Klausch B, Kyank H, Hille M, Müller S, Stark K H, Plesse R, Pelz L
Zentralbl Gynakol. 1980;102(13):689-701.
Sixty-three intra-uterine transfusions were applied to 44 foetuses with foetohaemolytic disease, in Rostock, between 1967 and 1976. Patients were selected for treatment by means of stepwise prenatal diagnosis. Details of that selection are described together with the technique of intra-uterine transfusion, with reference being made also to risks and complications. The survival rate of children, following intra-uterine transfusion, accounted for 41 per cent.

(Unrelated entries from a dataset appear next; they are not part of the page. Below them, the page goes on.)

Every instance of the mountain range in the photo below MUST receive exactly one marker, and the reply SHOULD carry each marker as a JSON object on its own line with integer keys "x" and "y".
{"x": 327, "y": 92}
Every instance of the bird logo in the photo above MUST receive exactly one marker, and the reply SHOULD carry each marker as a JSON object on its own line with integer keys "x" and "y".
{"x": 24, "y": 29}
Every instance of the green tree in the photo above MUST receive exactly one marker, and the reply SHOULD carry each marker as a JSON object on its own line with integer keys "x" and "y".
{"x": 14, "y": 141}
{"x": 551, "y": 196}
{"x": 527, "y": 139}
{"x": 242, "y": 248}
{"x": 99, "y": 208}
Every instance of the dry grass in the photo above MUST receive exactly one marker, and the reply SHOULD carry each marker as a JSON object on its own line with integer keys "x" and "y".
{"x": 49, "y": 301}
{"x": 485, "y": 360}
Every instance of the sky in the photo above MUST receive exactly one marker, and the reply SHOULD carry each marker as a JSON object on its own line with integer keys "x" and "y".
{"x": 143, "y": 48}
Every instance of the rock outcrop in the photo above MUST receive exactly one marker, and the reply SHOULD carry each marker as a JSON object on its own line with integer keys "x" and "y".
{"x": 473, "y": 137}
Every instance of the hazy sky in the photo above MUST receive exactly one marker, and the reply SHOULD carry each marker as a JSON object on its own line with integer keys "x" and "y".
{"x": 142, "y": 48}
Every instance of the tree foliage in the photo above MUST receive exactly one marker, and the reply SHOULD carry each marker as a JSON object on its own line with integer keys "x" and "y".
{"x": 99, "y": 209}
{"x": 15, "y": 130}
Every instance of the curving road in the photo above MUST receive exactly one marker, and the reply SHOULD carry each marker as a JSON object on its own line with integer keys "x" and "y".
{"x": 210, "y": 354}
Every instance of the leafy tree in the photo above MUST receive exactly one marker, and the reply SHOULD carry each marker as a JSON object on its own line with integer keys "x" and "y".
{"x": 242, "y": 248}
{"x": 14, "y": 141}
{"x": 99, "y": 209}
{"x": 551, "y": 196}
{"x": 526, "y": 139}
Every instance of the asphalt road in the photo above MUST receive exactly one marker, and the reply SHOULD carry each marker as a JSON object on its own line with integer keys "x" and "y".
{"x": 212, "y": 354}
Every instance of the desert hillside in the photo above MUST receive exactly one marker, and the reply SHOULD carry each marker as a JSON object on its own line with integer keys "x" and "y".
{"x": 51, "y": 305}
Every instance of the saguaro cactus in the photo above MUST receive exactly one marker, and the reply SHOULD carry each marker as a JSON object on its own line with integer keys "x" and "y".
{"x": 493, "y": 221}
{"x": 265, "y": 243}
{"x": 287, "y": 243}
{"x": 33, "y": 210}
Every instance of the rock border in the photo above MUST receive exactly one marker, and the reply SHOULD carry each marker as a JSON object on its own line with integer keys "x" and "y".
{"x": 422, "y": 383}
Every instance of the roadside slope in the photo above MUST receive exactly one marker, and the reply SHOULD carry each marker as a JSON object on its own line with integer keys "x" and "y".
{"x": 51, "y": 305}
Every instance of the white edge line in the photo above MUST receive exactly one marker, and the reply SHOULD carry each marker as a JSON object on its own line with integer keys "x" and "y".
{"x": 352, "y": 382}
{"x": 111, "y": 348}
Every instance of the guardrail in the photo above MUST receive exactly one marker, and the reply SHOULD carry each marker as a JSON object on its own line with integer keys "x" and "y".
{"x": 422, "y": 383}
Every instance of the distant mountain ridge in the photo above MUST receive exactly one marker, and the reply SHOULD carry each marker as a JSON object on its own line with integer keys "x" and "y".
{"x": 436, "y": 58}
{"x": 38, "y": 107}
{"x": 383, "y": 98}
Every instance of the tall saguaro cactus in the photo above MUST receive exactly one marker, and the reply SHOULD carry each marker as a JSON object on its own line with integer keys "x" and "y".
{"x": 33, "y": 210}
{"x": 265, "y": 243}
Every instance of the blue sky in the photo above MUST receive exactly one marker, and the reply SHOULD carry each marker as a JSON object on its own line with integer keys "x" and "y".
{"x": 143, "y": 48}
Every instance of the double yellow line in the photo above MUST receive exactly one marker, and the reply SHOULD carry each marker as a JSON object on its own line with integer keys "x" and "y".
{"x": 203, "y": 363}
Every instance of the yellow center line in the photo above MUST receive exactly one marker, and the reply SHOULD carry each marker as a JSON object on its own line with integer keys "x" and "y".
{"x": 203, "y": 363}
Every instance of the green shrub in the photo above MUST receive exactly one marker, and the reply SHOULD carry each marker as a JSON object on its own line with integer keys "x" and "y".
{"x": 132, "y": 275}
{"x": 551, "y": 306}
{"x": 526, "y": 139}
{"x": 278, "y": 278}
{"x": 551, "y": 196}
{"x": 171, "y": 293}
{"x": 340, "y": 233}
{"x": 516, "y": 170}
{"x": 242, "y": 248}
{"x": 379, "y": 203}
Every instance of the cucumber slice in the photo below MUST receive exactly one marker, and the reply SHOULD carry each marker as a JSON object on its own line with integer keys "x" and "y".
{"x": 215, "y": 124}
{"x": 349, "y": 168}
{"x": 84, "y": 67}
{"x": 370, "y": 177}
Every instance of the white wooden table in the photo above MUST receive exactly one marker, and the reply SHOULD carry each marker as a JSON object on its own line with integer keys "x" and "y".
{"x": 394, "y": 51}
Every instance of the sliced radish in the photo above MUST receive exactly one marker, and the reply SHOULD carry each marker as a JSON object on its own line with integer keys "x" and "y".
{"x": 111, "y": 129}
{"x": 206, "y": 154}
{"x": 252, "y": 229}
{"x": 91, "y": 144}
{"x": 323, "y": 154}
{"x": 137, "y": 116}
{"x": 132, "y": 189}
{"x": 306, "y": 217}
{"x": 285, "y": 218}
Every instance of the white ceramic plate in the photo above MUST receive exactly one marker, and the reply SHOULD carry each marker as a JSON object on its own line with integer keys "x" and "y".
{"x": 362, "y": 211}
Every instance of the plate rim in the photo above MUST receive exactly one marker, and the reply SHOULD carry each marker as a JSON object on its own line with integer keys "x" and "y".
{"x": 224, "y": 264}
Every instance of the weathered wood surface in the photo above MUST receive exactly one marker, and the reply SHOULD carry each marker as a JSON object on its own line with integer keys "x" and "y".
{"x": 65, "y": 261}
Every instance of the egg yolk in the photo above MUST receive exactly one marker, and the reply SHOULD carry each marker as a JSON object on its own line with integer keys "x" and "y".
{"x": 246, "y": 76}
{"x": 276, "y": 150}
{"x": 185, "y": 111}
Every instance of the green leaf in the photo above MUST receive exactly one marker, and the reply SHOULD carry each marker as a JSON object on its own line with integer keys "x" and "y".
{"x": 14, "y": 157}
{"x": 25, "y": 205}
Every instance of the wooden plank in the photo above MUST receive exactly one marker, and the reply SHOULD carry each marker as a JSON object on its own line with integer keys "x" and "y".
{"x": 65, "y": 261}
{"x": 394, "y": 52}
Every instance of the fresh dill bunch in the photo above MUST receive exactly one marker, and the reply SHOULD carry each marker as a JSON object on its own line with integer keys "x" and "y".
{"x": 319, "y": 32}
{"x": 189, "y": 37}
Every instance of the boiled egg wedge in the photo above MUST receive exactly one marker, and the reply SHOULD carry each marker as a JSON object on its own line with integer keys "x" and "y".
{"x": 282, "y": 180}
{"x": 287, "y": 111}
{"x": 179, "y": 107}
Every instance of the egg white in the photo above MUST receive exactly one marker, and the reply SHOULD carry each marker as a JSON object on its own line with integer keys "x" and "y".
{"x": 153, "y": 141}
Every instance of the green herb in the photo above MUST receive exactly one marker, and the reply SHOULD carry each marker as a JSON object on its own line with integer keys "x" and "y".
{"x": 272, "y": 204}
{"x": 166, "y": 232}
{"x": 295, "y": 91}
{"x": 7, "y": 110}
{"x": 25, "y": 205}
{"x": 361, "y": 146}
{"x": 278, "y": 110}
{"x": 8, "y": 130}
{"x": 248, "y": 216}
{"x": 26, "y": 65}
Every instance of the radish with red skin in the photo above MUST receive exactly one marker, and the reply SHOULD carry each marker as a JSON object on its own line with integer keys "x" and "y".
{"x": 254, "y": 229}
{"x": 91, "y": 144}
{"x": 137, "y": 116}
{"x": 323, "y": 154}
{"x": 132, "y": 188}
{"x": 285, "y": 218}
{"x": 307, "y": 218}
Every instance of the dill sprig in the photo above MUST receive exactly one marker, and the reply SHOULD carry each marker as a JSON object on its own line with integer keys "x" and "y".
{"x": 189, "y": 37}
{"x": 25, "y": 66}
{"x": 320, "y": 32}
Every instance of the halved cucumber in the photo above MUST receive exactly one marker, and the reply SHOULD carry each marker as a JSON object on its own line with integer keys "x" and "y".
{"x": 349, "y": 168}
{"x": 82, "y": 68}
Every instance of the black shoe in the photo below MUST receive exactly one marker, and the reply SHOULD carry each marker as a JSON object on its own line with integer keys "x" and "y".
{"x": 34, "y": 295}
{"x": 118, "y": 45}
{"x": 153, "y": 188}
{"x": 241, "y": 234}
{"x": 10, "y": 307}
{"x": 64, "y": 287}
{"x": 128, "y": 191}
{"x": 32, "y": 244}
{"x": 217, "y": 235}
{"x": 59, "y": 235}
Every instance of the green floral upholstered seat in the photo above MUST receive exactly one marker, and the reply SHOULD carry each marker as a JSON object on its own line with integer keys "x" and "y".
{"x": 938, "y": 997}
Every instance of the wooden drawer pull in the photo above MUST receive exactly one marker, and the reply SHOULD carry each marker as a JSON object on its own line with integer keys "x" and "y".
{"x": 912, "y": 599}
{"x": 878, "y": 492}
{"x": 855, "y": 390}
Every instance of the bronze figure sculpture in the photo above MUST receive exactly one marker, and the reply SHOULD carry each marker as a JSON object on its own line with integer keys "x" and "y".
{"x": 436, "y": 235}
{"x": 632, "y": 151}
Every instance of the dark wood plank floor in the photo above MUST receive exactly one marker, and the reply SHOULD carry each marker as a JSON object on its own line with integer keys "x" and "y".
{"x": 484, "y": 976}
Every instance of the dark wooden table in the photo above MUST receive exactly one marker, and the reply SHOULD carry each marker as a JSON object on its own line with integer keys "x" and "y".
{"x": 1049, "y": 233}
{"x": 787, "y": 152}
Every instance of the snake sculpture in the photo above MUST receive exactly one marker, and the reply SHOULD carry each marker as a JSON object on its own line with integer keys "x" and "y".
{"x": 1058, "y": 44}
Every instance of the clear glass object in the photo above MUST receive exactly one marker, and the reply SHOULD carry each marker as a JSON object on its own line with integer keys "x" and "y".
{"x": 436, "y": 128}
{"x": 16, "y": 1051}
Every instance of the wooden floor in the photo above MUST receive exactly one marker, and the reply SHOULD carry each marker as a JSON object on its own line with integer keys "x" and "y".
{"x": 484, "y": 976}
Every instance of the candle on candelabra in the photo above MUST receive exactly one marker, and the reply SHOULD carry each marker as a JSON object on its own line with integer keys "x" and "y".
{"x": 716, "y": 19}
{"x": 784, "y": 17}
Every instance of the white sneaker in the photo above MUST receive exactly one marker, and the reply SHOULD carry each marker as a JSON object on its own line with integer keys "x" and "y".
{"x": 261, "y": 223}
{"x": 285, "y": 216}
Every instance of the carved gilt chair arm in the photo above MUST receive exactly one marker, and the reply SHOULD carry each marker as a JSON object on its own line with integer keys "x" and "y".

The survival rate of non-hydropic foetuses was 76 per cent and thus much beyond that of hydropic foetuses of whom only 19 per cent survived. While the incidence of severe foetohaemolytic disease due to blood-group incompatibility is on a declining trend, intra-uterine foetal transfusion should be maintained as a possible therapy for certain cases.
1967年至1976年间,在罗斯托克,对44例患有胎儿溶血病的胎儿进行了63次宫内输血。通过逐步的产前诊断来选择患者进行治疗。选择的详细情况连同宫内输血技术一起进行了描述,同时也提及了风险和并发症。宫内输血后儿童的存活率为41%。非水肿胎儿的存活率为76%,远高于水肿胎儿,后者仅有19%存活。虽然因血型不相容导致的严重胎儿溶血病的发病率呈下降趋势,但宫内胎儿输血仍应作为某些病例的一种可能治疗方法保留。